No trial reported on complications of increased gastric acidity or mortality.

H2 receptor antagonist ranitidine versus prostaglandin E2 analogue enprostil

One trial (eight adult participants) compared the H2 receptor antagonist (ranitidine) with prostaglandin E2 analogue (enprostil) (Heijerman 1990). This trial reported participants receiving ranitidine had fewer gastro‐intestinal complaints compared with those receiving enprostil at 14 days. Investigators reported diarrhoea and abdominal discomfort as adverse effects in participants on enprostil treatment and one participant withdrew because of these effects (Heijerman 1990).

The trial did not report on measures of nutritional status, complications of increased gastric acidity, measures of fat malabsorption, lung function or mortality.

Sodium bicarbonate versus calcium carbonate

One trial compared sodium bicarbonate with calcium carbonate in 12 children with CF and found no difference in the percentage of fat absorbed (Lubin 1979). None of the review's other outcomes were assessed in this trial.

Overall completeness and applicability of evidence

There were limitations to the review. The number of trials assessing different agents for reducing gastric acidity was small. The trials included both children and adults with a total of 273 children and adults. Seven of the trials were limited to children and four trials enrolled only adults. A total of 14 trials were of a cross‐over design and we did not have the appropriate information to conduct comprehensive meta‐analyses, but trial authors have been contacted for further information in order that a more complete analysis can be carried out. Available data were limited, therefore, we were unable to make firm conclusions based on the evidence that was reported in these trials.

Quality of the evidence

All trials stated that allocation was randomised, but no trials described the method of randomisation used. We therefore judged the risk of bias due to the generation of the randomisation sequence as unclear in all trials. Concealment of allocation was adequate in only one trial and we judged this trial to have a low risk of bias. Concealment of allocation, and also the risk of bias, was unclear in the remaining 16 trials. The domains which would allow us to assess the quality of the trials included within this review were generally not reported adequately. The evidence remains limited as few of the included trials reported clearly on aspects of trial quality or gave enough information to allow us to judge whether any factors might cause a potential risk of bias to the results.

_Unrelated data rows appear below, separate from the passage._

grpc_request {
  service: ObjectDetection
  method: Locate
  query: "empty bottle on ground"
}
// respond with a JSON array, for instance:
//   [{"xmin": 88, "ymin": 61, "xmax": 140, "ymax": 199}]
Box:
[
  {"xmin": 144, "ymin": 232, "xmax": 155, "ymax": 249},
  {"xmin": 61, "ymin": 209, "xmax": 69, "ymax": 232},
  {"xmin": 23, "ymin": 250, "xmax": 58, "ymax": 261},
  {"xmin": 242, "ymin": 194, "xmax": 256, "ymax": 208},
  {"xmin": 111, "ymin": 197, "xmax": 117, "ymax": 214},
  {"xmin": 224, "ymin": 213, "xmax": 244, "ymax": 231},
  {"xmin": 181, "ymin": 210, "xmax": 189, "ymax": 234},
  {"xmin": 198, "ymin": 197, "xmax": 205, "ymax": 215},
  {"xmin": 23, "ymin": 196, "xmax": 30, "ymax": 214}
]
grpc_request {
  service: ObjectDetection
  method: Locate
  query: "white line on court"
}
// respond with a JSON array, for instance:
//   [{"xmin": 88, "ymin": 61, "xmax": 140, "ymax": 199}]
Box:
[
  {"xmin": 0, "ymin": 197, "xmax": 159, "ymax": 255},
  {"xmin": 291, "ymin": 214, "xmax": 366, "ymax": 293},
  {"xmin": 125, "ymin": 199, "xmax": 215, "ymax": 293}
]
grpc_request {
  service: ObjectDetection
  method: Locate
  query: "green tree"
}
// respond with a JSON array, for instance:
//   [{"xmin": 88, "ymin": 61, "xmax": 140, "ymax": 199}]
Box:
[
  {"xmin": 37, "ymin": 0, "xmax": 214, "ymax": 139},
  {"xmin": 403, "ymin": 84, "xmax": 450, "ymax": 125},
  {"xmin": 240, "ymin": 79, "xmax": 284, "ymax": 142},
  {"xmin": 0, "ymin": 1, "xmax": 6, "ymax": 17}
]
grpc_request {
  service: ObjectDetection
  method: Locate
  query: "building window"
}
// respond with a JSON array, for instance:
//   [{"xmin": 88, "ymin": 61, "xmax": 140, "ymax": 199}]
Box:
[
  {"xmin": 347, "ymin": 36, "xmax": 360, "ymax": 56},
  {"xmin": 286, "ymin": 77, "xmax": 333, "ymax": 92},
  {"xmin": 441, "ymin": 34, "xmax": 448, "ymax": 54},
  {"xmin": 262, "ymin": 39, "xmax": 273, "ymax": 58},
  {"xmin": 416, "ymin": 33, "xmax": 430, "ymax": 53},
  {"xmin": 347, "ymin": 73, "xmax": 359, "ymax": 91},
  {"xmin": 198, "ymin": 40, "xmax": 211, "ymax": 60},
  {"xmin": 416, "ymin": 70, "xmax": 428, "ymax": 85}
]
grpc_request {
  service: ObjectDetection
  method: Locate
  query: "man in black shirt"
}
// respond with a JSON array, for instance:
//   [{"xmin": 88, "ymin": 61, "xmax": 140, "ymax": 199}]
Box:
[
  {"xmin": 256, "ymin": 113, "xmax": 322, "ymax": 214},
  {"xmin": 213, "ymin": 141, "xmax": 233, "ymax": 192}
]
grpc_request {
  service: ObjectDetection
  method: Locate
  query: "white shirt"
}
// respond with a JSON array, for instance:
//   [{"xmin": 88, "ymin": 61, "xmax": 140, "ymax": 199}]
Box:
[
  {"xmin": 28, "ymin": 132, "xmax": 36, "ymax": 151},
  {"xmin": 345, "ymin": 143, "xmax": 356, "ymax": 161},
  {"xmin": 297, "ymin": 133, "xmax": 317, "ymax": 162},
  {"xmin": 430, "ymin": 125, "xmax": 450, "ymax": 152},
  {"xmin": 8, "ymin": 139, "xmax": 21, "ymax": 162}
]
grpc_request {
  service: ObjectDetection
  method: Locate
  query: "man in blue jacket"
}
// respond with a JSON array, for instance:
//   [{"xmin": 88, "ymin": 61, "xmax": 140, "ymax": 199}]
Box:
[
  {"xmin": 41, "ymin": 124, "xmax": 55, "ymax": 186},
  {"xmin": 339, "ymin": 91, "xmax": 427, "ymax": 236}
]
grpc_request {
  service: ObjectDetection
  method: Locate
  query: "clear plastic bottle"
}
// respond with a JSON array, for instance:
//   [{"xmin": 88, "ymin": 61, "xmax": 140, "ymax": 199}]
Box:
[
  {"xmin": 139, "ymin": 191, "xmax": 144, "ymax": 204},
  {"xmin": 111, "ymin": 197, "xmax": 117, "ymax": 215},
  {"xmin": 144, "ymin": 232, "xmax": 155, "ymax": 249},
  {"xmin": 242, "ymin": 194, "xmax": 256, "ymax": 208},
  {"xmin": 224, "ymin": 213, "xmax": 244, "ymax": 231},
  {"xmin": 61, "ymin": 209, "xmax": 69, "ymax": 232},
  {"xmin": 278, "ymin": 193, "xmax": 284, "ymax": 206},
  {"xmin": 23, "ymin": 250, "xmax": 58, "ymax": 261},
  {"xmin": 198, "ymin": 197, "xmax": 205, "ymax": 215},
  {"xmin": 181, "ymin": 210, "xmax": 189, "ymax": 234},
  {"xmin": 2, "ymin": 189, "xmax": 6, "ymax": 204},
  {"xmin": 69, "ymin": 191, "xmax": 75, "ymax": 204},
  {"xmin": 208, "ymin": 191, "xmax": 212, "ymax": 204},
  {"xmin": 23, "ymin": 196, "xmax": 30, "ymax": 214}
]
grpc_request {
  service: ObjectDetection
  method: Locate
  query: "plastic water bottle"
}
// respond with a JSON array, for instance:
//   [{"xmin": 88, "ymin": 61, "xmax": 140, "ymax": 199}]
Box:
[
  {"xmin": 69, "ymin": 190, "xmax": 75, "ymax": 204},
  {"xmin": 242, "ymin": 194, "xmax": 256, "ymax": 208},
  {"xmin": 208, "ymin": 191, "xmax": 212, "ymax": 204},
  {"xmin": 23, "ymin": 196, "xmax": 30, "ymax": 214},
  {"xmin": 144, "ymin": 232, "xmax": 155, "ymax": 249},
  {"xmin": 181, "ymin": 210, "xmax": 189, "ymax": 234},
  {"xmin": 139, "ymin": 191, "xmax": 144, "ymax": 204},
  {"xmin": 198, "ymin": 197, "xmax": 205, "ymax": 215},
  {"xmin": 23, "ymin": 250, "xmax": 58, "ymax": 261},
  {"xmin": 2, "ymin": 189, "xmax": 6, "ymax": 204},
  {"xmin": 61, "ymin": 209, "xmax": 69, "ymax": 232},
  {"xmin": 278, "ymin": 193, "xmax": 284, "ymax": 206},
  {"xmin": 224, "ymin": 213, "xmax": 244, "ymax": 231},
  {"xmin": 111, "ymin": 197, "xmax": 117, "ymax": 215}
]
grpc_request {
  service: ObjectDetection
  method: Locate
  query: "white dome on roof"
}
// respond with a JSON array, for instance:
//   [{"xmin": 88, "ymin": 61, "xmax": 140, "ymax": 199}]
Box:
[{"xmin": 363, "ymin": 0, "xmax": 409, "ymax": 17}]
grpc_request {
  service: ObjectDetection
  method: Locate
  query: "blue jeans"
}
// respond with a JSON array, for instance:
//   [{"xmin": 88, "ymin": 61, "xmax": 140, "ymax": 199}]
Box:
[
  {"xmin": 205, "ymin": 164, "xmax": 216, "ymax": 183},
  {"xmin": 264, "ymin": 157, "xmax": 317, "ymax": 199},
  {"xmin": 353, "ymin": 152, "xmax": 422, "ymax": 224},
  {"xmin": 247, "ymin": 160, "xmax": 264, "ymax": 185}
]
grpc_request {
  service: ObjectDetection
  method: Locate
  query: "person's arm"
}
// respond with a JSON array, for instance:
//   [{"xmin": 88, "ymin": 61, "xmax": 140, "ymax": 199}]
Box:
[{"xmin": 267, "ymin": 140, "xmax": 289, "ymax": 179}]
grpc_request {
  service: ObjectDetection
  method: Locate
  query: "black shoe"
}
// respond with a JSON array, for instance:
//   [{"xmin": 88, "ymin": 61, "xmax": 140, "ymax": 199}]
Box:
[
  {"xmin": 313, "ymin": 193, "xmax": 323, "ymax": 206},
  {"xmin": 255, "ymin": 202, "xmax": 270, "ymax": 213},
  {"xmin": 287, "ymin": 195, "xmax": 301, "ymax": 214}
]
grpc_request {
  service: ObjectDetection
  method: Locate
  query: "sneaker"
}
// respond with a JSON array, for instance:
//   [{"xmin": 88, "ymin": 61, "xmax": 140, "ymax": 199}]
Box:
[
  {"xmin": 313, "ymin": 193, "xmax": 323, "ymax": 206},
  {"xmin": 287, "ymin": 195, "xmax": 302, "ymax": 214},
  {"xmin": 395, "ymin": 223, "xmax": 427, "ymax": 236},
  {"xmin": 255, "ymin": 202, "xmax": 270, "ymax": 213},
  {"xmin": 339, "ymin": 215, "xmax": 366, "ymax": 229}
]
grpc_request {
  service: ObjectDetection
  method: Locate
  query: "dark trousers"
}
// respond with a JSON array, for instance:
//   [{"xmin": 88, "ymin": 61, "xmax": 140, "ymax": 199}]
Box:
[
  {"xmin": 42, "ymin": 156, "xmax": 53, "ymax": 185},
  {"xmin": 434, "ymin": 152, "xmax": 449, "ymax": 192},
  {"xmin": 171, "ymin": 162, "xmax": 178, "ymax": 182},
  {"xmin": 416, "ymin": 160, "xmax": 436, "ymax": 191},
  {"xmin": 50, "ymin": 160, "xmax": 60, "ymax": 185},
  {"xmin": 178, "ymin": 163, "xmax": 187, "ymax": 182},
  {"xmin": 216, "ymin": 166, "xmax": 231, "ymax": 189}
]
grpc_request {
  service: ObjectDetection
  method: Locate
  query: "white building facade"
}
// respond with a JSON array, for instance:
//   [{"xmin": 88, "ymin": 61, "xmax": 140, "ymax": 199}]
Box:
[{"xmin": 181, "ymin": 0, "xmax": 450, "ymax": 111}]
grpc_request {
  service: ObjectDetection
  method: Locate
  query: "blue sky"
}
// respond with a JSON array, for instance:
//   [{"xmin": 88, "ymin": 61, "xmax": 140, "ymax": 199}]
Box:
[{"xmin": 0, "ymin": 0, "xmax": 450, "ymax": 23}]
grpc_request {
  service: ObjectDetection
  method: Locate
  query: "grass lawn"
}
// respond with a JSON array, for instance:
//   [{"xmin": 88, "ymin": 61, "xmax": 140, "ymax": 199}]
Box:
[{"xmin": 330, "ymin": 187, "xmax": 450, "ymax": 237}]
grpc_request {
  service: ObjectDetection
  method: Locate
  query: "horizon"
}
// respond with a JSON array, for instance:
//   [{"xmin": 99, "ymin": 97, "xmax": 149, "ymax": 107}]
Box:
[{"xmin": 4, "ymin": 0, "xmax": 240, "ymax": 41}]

Potential biases in the review process

We have undertaken comprehensive searching and it is unlikely that we have not identified any relevant trials for this review. Neither author has any potential conflict of interest to declare.

Agreements and disagreements with other studies or reviews

Since the last review published on this topic, comparisons to previous published systematic reviews remain unavailable. There is no NICE guidance available for this topic specifically for people with CF, there are only NICE guidelines outlining principles of management of gastro‐oesophageal reflux in general children and young people (NICE 2019).